クライミング・ボーイ
出典: フリー百科事典『ウィキペディア(Wikipedia)』 (2021/05/05 08:11 UTC 版)
クライミング・ボーイ(climbing boys)と呼ばれる少年たち(時には少女)は、厳密には煙突掃除人見習い(chimney sweeps' apprentices)と呼ばれ、大人であるがゆえに煙突や煙道に入れない親方掃除人(マスター・スイープ、master sweep)に弟子入りするという形をとった。親方掃除人は教区から報酬を得て、孤児や貧民に技術を教えた。彼らは彼に完全に依存していた。少年らやその保護者は治安判事の面前で契約書に署名し、成人になるまで親方に拘束されることとなった。救貧法に基づく後見人は教区の費用を削減するために、自分が世話をしているワークハウスの子供たちをできるだけ多く(煙突掃除に限らず)徒弟制度の見習い(弟子)に出す義務があった。親方掃除人には見習いにその技術と秘訣を教えること、2着目の服を与えること、週に1回身体を洗うこと、教会に通わせること、火のついた煙突には登らせないことなどの義務があった。見習いは親方に従うことに同意した。7年間の見習い奉公が完了すると職人掃除人(ジャーニーマン・スイープ、journeyman sweep)となり、彼自身が選んだ親方掃除人の下で働くようになれた。それ以外は別の掃除夫や親に売られたりした。値段は7シリングから4ギニーだった。 一般的には訓練の開始は6歳の男子が良いと考えられていた。シャフツベリー卿は4歳の少年と出会ったことがあったが、ひ弱だと認識されていた。親方には多くの見習いがおり、朝から街中を歩きまわって「煤を払うぞー(スートゥ・オー・スイープ、Soot -Oh, Sweep)」などの掛け声を挙げ、掃除されていない煙突の危険性を思い出させた家主たちに自分たちの存在を知らせた。作業を行うとき、親方は暖炉に布を掛け、見習いは靴や余計な衣服を脱いで暖炉の後ろに回った。煙道は家屋と同じくらいの高さのところで数回曲がっており、その寸法は14インチ×9インチだった。
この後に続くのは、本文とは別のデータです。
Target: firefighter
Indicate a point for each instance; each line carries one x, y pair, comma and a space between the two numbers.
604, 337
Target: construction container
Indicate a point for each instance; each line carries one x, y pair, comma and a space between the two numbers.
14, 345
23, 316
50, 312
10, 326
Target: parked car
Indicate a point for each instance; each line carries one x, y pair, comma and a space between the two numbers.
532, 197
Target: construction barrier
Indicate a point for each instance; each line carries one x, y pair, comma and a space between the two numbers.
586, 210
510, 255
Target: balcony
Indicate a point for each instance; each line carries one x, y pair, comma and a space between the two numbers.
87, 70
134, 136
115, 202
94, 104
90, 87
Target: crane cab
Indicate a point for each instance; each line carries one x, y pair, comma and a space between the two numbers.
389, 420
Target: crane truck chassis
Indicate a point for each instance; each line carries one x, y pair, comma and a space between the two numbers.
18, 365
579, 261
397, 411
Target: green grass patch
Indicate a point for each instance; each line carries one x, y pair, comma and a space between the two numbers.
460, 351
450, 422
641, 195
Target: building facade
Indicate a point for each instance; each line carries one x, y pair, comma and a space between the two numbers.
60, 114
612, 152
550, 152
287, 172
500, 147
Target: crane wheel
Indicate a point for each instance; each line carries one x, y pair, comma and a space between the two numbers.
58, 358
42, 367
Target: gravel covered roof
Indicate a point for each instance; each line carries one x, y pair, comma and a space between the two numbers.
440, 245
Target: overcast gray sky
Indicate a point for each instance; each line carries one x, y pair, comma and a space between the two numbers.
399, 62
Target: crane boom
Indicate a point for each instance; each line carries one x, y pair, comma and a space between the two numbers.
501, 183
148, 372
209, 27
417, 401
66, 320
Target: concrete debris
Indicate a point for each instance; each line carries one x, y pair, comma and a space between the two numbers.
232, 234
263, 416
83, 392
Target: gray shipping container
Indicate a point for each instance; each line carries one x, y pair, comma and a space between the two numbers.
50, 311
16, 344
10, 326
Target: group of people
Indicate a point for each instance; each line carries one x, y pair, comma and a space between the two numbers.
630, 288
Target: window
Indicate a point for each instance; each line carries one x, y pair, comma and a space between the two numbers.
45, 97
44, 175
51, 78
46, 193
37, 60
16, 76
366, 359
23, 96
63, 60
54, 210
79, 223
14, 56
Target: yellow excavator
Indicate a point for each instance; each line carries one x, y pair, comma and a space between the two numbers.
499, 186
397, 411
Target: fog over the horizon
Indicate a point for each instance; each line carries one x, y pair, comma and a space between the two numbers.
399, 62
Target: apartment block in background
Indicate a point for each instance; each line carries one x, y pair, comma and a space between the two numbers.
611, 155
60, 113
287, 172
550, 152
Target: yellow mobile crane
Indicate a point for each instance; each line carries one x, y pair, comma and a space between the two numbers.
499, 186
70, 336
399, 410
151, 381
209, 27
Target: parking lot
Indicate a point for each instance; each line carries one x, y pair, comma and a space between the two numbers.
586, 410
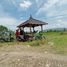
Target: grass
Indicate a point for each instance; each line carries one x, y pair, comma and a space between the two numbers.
55, 43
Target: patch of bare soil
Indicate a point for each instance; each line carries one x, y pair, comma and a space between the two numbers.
25, 56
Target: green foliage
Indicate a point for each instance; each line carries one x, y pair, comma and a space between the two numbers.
3, 28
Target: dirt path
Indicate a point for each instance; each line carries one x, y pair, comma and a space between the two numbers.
30, 59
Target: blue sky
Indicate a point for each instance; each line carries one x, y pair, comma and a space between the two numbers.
14, 12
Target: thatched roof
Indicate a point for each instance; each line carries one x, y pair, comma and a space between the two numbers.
32, 22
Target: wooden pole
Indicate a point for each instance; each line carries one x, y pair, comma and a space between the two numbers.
42, 28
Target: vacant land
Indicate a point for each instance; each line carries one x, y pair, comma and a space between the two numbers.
51, 52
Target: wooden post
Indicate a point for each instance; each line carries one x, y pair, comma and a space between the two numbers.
33, 29
42, 28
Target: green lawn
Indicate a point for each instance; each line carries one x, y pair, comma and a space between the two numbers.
55, 43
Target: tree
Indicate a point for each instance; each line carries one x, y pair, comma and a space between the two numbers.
3, 28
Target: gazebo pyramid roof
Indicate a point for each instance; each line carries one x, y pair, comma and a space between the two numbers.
32, 22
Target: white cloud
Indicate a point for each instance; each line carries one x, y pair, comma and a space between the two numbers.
9, 22
25, 4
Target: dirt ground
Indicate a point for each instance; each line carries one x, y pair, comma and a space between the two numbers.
26, 56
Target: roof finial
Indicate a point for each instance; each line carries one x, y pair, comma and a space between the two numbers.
30, 16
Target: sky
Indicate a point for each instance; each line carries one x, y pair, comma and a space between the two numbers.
14, 12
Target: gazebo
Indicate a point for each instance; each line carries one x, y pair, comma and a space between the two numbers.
32, 23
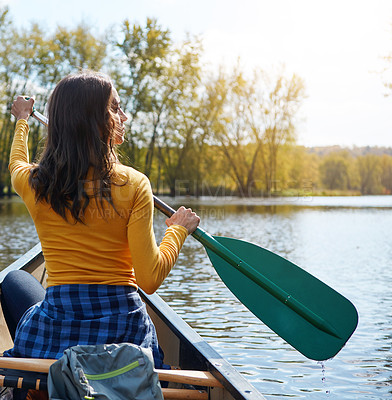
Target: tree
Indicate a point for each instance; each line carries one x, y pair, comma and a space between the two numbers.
259, 118
140, 63
386, 173
334, 171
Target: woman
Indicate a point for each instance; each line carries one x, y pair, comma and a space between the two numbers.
94, 220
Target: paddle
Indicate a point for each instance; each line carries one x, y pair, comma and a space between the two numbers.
308, 314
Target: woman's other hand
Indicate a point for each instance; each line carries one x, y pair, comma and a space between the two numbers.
184, 217
22, 108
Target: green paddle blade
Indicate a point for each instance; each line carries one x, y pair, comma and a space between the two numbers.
312, 317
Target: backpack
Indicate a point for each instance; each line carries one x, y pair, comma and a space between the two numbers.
104, 372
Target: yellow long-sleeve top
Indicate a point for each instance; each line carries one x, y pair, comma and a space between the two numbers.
111, 248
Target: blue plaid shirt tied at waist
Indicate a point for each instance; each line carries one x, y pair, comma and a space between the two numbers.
84, 314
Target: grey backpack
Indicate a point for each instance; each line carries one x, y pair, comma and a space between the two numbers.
104, 372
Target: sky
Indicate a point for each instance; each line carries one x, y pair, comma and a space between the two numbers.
336, 46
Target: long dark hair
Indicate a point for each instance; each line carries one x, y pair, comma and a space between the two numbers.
80, 138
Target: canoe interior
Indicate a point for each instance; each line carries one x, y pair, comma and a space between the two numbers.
182, 346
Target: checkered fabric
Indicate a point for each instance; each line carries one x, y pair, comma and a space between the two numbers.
84, 314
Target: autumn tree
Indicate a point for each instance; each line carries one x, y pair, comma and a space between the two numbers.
369, 168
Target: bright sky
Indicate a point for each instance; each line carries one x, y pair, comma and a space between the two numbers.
336, 46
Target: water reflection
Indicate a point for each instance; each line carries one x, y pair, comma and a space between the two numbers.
344, 242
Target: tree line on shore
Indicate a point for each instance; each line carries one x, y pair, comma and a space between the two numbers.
192, 129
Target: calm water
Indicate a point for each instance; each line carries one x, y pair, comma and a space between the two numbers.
343, 241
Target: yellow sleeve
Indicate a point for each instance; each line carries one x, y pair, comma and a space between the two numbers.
19, 158
151, 263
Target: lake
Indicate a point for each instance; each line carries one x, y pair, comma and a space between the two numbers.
344, 241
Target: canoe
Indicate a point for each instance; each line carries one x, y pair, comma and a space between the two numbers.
183, 347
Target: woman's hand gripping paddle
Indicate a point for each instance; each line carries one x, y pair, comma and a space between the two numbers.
309, 315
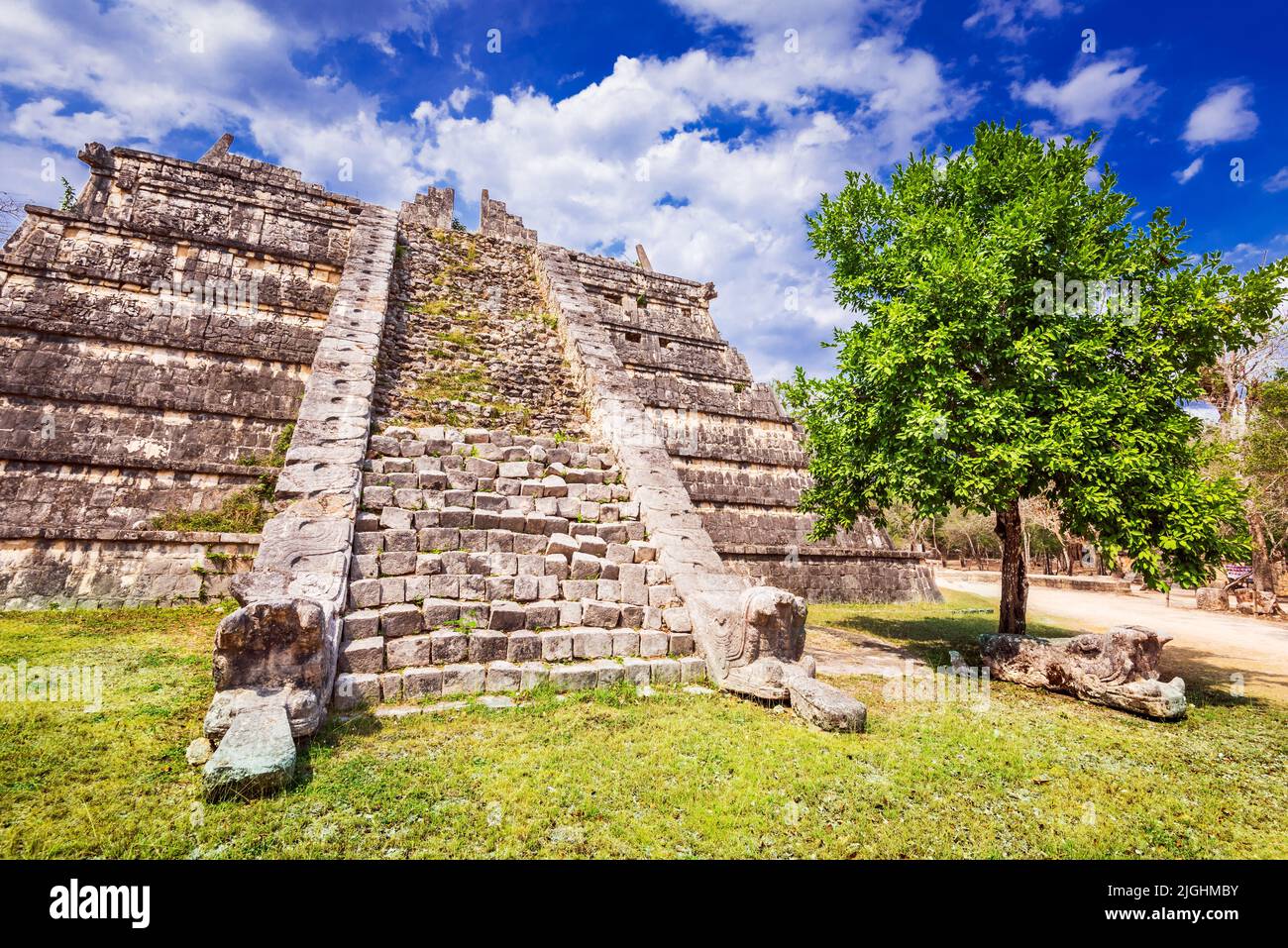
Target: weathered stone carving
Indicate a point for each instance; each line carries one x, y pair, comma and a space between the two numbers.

帽子をかぶり、大きな平たいブラシを頭にかざして、体を斜めにして楔のようにし、煙道に入った。背中と肘と膝を使ってイモムシのように煙道を這い上がり、ブラシを使って緩いススを取り除き、それが自身の頭上に振った後、下の方へと落ちていき、滑らかで安全な煙突にするために固い部分はスクレイパーを使って削り落とした。頂上に到達すると迅速に滑り下りて煤の山の中に戻る。そして煤を袋に詰めて、親方の手押し車や庭に運び出すのも彼らの仕事だった。 煤は貴重品であり、1840年には1ブッシェル9ドルで売ることができた。見習いは1日で4~5本の煙突を掃除した。最初の頃は膝や肘を擦りむくため、親方は彼らを熱い火のそばに立たせた後、塩水で濡らしたブラシで強く擦り付けるなどして、皮膚を硬くさせた。これは十分に硬くなるまで毎晩行われた。見習いに賃金はなく親方の家に住み込みという形で衣食住が保証された。少年たちは床や地下室で昼間に煤を集めるために使った袋や布を布団代わりにして寝ていた。これは「スリーピング・ブラック(sleeping black)」として知られている。少年たちは女主人によって庭の浴槽で身体を洗われたが、これは週に一度あるかないか程度のものであった。ある掃除人はサーペンタイン池で少年たちを洗っていた。別のノッティンガムの掃除人はクリスマス、聖霊降誕祭(英語版)、ガチョウ祭り(英語版)の年3回しか洗わないと述べていた。時折、親方は少年たちにいつもより早く、あるいは高く煙突を登るように強いなければならない時があり、この時、小さな火のついた藁か硫黄のロウソクを灯して、やる気を出させていた。また、別の少年を背後から登らせて、尻や足の裏にピンを刺すことで、「失神」(窒息)を防ぐ方法もあった。 煙突のサイズは様々であった。一般的な煙道は、長さ1.5レンガ、幅1レンガの大きさに設計されていたが、多くの場合、1レンガの正方形、つまり9インチ(230 mm)x 9インチ(230 mm)以下に狭められていることもあった。煙突はまだ熱を持っていることも多く、時には火がついていることすらあった。不注意なクライミング・ボーイは顎と膝がくっついた形で煙道に挟まり、立ち往生してしまう可能性もあった。もがくほど、より密着して悪化した。この場合、下から押し出されるか、ロープで引っ張り出されるまで何時間もこの状態が続いた。もがいた結果、落ちてきた煤で窒息する危険もあった。最悪は少年の生死問わず、煙突の側面のレンガを外して取り除くことになった。煙突が特に狭い場合には「buff it」と言われ、つまり裸でやるように言われた。そのような場合以外では、ズボンと厚手の荒い綿布でできたシャツを着るだけだった。